The study, “Ambulatory function in spinal muscular atrophy: Age-related patterns of progression,” was published in the journal Plos One.
Type 3 SMA, also known as Kugelberg-Welander disease, is a milder form of SMA. Muscle weakness in type 3 SMA mainly affects patients’ limb movements, and children are generally able to stand and walk. These abilities decrease over time, however.
Symptoms usually appear between 18 months and early teens. Symptom onset before age 3 is classified as type 3A SMA, and onset at later ages as type 3B — considered a milder SMA subtype.
“While SMA is thought to be a largely stable disorder, recent studies have highlighted different rates of progression based on age and function,” researchers wrote.
In patients who cannot walk, gross motor function improves until about age 5, then worsens until about age 15, followed by a relatively stable phase in late adolescence and adulthood.
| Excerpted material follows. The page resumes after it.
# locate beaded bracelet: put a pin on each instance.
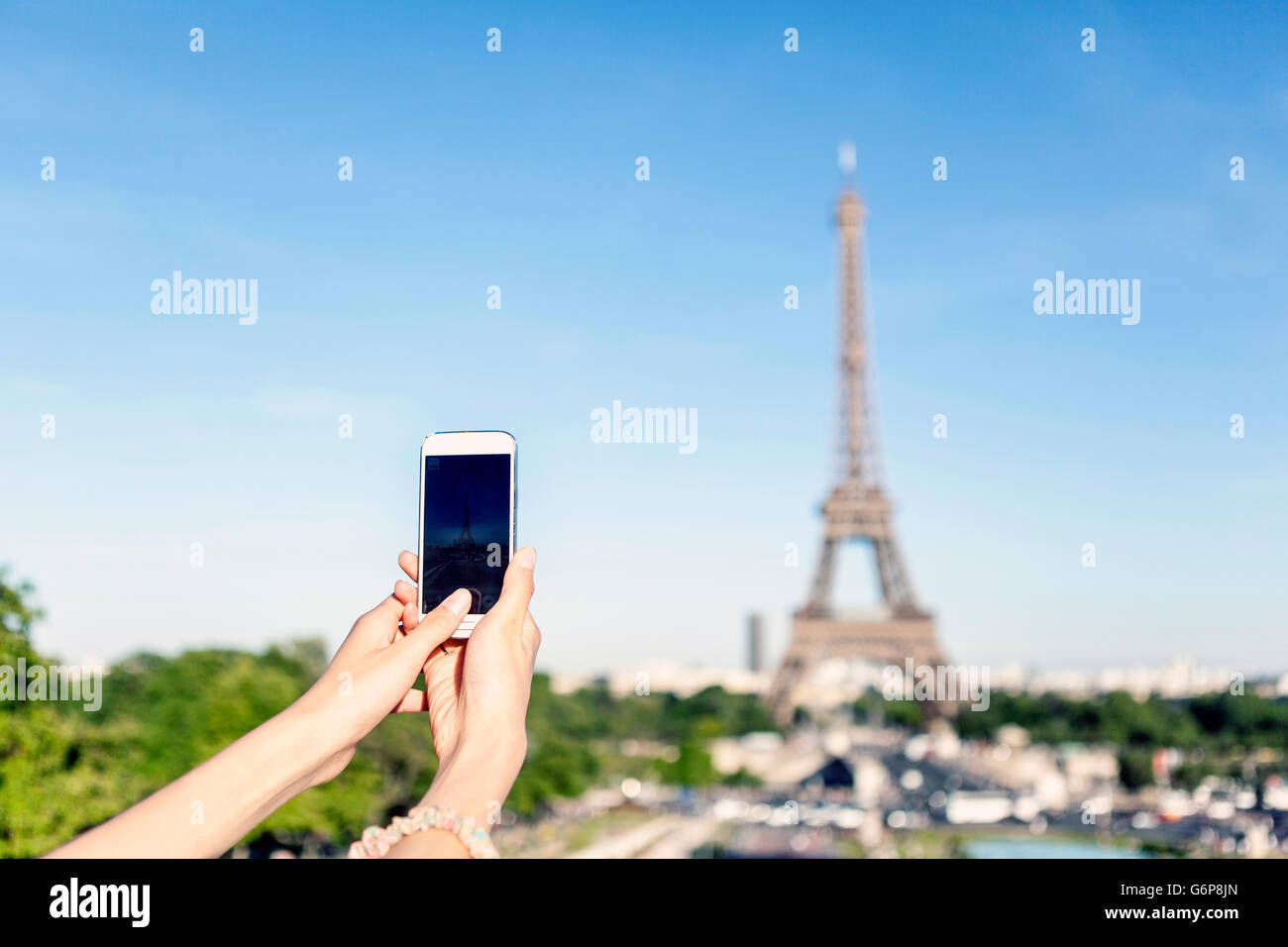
(376, 841)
While ambulatory patients (those able to walk) have a similar disease progression to that of non-ambulatory patients, a more specific assessment may be necessary to identify changes in walking function.
Researchers used data from three prospective natural history studies to evaluate changes in walking ability in 73 individuals (40 males and 33 females) with type 3 SMA who were able to walk without support for at least 10 meters.
The team used the the six-minute walk test (6MWT), a valid and reliable functional assessment that measures the distance a person can walk in six minutes.
While the 6MWT was initially developed to evaluate functional exercise capacity in heart- and lung-associated diseases, it has become a valuable and reliable test to measure functional walking ability in SMA patients.
Fifty-two patients (71%) had SMA type 3A and 21 (29%) had type 3B — most of them males (85.7%). Participants were followed-up for six months to nine years, and their ages ranged from 2.6 to 49.1, with a mean age of 13.5.
During the first 6MWT, type 3B SMA patients walked significantly farther than those with type 3A, suggesting a stronger impairment in walking ability in type 3A patients. However, no significant differences between these two groups in terms of changes in walking ability were observed over time.
Overall, patients lost a mean of 7.8 meters per year on the 6MWT, but the annual rate of change significantly differed by age group. Walking ability improved until about age 6 (by 9.8 meters per year), then slowly declined until adolescence with a loss of 7.9 meters a year between the ages of 6-10.
The ability to walk strongly deteriorated during adolescence with a loss of 20.8 meters per year, and slowly declined again through adulthood with a loss of 9.7 meters per year.
“Ambulant SMA patients have [improved] walking ability until about age 6 years, a slowly declining phase until adolescence, then a steeper decline around puberty and until age 20 years, after which there is another slowly declining phase through adulthood,” researchers wrote.
The age around puberty appeared to be the most vulnerable period in ambulant patients, with researchers hypothesizing that weight gain and growth associated with puberty could contribute toward a greater decline in walking capacity.
“For clinical trials, stabilization of 6MWT distance in this population may therefore indicate an important therapeutic benefit,” researchers wrote.
“With the availability of a disease modifying therapy and additional emerging therapeutic interventions in development or clinical trials, the potential for a new treated SMA phenotype is possible,” they added.
They emphasized that when designing future clinical trials with SMA patients, it is important to understand the natural history of the disease and identify disease trajectories as measured by the 6MWT to better interpret patients’ response to treatment.